Олег Курылев
Убить фюрера
ЧАСТЬ ПЕРВАЯ
КОМПАНЬОНЫ
Он прошел под массивными сводами проезда Старогородской башни, вышел на мост короля Карла и остановился, завороженный открывшимися перед ним видами города. Воздух был почти недвижен, и редкие снежинки тихо опускались с низкого темно-серого неба. Прага стояла покрытая снегом, обесцвеченная сумерками пасмурного декабрьского вечера, словно запечатленная на старинной черно-белой, слегка тонированной панорамной фотографии, оттенки которой казались то кремово-теплыми, то синевато-холодными.

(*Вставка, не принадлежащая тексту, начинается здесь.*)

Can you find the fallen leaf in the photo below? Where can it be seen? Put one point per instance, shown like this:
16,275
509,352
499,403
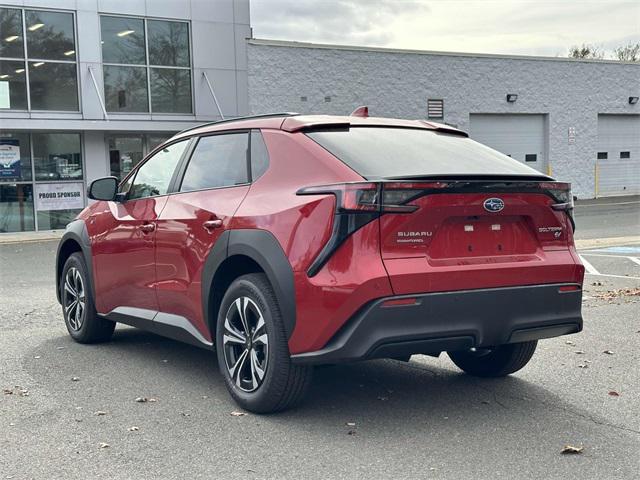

Неяркие белые покрывала, шапки, шапочки и накидки лежали на черепичных крышах Старого города, на большом круглом куполе орденского храма Святого Креста, покрывали головы, плечи и сутулые спины безмолвных мостовых скульптур. Два ряда каменных епископов, королей, рыцарей и монахов тянулись вдоль моста в сторону Малостранской башни, очертания которой были размыты мглистым пространством зимнего вечера, так что хитросплетения гранитной вязи, вуалью наброшенной древними мастерами на мощную кладку ее стен, почти не различались.
Он смахнул снег с ограждения, облокотился и посмотрел вниз. Далеко вперед выдавались острые, будто форштевни перевернутых броненосцев, каменные волноломы моста, обтекаемые черными водами Влтавы. Перед каждым из них на некотором удалении торчали из воды мощные деревянные брусья, сбитые большими железными скобами. Они выступали из воды очень полого, словно нацеленные на мост орудия затонувших кораблей, и, вероятно, предназначались для взламывания наползающего на них льда в период ледохода. Вода бурлила вокруг, и через некоторое время начинало казаться, что мост и ты сам оказываешься вовлеченным во встречное движение.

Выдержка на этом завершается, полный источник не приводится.